Namco had relased an arcade game with the same title a month or two previous to this, but this particular game has more in common with the Famicom original. It’s basically a slightly (very slightly) prettier version of the FC game, and it hasn’t aged well as a baseball simulation — fielder throws are maddeningly slow, and ground balls hit between second and third have a tendency to turn into inside-the-park home runs. But, like I said, it was the first really playable console baseball game, so it’s culturally important.

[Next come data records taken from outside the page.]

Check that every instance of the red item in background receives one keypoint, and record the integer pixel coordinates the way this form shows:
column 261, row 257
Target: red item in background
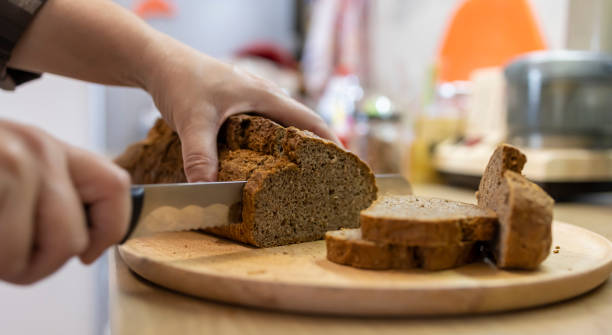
column 487, row 33
column 148, row 9
column 271, row 52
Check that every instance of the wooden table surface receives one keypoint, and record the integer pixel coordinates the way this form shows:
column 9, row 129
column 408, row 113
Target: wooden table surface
column 138, row 307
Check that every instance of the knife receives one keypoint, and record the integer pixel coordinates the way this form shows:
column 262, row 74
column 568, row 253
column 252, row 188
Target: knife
column 190, row 206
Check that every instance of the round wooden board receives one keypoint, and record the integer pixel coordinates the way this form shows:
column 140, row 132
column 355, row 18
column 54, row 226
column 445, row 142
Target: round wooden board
column 299, row 278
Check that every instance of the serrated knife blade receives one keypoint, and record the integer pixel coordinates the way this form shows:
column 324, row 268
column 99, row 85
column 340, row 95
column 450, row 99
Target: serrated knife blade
column 191, row 206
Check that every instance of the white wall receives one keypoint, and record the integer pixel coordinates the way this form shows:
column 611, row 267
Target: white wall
column 72, row 301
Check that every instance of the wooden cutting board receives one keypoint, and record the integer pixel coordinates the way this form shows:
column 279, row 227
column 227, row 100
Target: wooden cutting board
column 299, row 278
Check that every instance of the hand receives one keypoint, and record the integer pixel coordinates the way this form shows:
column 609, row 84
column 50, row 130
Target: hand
column 196, row 94
column 43, row 186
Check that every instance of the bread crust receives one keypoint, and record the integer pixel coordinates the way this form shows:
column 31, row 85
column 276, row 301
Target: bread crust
column 525, row 211
column 298, row 185
column 348, row 248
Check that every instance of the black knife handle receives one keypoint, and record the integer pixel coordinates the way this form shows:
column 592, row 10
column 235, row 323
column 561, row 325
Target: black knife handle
column 137, row 193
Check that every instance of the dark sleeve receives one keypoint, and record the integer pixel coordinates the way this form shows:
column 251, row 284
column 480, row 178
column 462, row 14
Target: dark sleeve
column 15, row 16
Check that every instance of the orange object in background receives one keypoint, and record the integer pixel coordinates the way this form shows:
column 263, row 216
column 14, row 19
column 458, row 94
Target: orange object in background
column 148, row 9
column 485, row 33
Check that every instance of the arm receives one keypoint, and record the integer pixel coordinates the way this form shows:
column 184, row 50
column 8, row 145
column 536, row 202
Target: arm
column 96, row 40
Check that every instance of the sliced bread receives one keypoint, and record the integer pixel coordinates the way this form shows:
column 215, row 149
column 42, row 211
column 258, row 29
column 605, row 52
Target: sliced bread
column 420, row 221
column 524, row 210
column 298, row 185
column 347, row 247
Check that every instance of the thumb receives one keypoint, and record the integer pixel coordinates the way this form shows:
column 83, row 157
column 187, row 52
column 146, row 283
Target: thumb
column 199, row 146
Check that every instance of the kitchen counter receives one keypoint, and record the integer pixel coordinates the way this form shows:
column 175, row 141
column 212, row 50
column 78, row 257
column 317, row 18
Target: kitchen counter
column 139, row 307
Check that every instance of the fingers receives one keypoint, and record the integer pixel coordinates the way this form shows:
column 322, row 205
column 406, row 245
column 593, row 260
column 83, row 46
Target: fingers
column 105, row 188
column 57, row 217
column 199, row 147
column 61, row 232
column 273, row 103
column 17, row 202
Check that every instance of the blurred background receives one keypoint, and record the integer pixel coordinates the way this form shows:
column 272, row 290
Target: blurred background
column 422, row 88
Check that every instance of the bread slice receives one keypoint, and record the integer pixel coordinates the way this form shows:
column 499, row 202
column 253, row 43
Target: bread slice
column 298, row 185
column 347, row 247
column 525, row 211
column 420, row 221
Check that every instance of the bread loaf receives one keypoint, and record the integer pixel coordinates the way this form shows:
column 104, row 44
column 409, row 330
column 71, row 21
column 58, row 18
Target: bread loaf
column 298, row 185
column 432, row 222
column 347, row 247
column 524, row 210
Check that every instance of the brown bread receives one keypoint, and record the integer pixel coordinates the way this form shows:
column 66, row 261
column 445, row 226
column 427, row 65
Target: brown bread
column 347, row 247
column 421, row 221
column 525, row 211
column 298, row 185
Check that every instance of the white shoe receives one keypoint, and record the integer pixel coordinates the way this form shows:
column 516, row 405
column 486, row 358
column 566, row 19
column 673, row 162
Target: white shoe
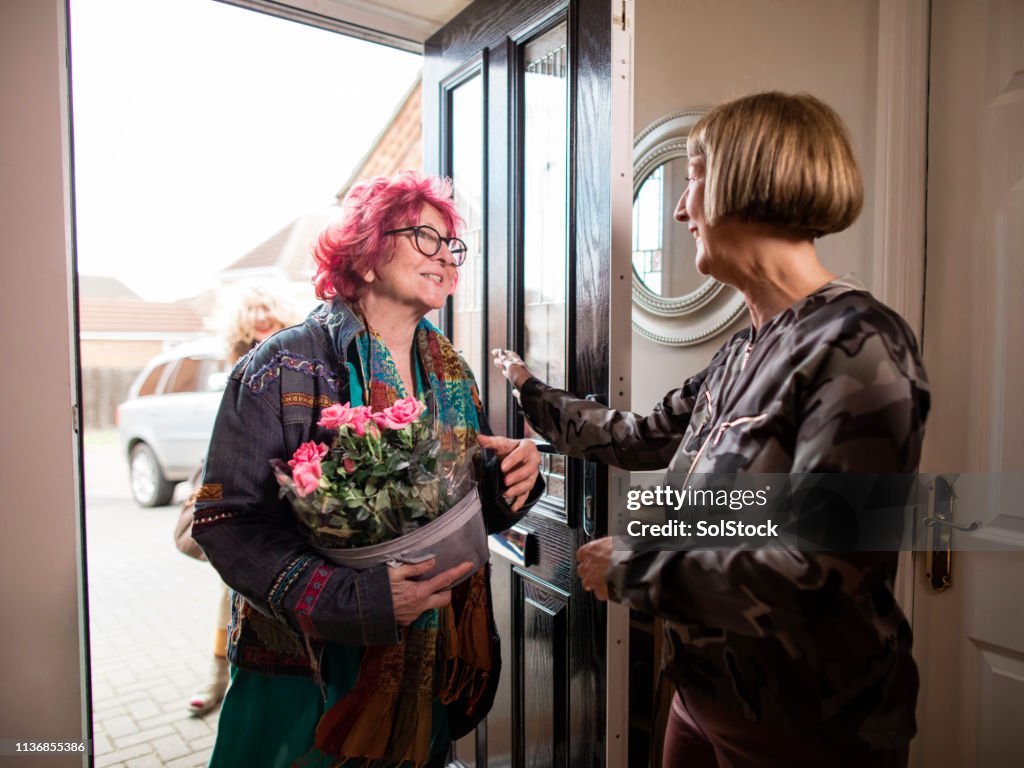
column 210, row 696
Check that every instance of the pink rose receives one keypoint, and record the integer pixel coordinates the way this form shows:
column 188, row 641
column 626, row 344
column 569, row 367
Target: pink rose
column 306, row 453
column 306, row 476
column 400, row 415
column 337, row 416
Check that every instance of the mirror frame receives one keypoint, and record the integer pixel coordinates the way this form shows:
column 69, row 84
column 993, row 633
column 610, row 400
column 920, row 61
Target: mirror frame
column 700, row 314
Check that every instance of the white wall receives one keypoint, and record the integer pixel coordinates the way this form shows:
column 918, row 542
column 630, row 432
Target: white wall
column 693, row 53
column 40, row 657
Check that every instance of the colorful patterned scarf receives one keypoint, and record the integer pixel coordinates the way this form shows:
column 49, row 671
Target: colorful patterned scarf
column 444, row 654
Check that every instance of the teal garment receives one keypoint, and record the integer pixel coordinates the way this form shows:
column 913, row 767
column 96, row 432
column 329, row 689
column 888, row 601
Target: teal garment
column 271, row 721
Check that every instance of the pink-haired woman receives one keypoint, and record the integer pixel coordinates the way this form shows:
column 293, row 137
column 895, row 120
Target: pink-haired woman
column 334, row 666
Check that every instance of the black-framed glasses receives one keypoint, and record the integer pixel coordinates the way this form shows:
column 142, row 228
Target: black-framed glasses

Family/World Stadium from this era featured ten teams — nine loosely based off Japanese pro baseball clubs, and the mythical Namco Stars whose roster is filled with characters from older Namco games. Neither teams nor names are licensed at this point (that didn’t happen until 1992), and some of the teams are amalgams of real clubs — the “R” team, short for “Railways,” is built from a mix of players for the three clubs owned by rail companies at the time: the Kintetsu Buffaloes (defunct in 2004), Nankai Hawks (now Fukuoka Softbank Hawks) and Hankyu Braves (now the Orix Buffaloes). There are also a few hidden teams accessible via passwords, ranging from all-time greats to clubs where everyone’s named after other Famicom and/or arcade games.
One other note: World Stadium takes place in a domed stadium highly reiminiscent of the Tokyo Dome, which opened two months before the game was released.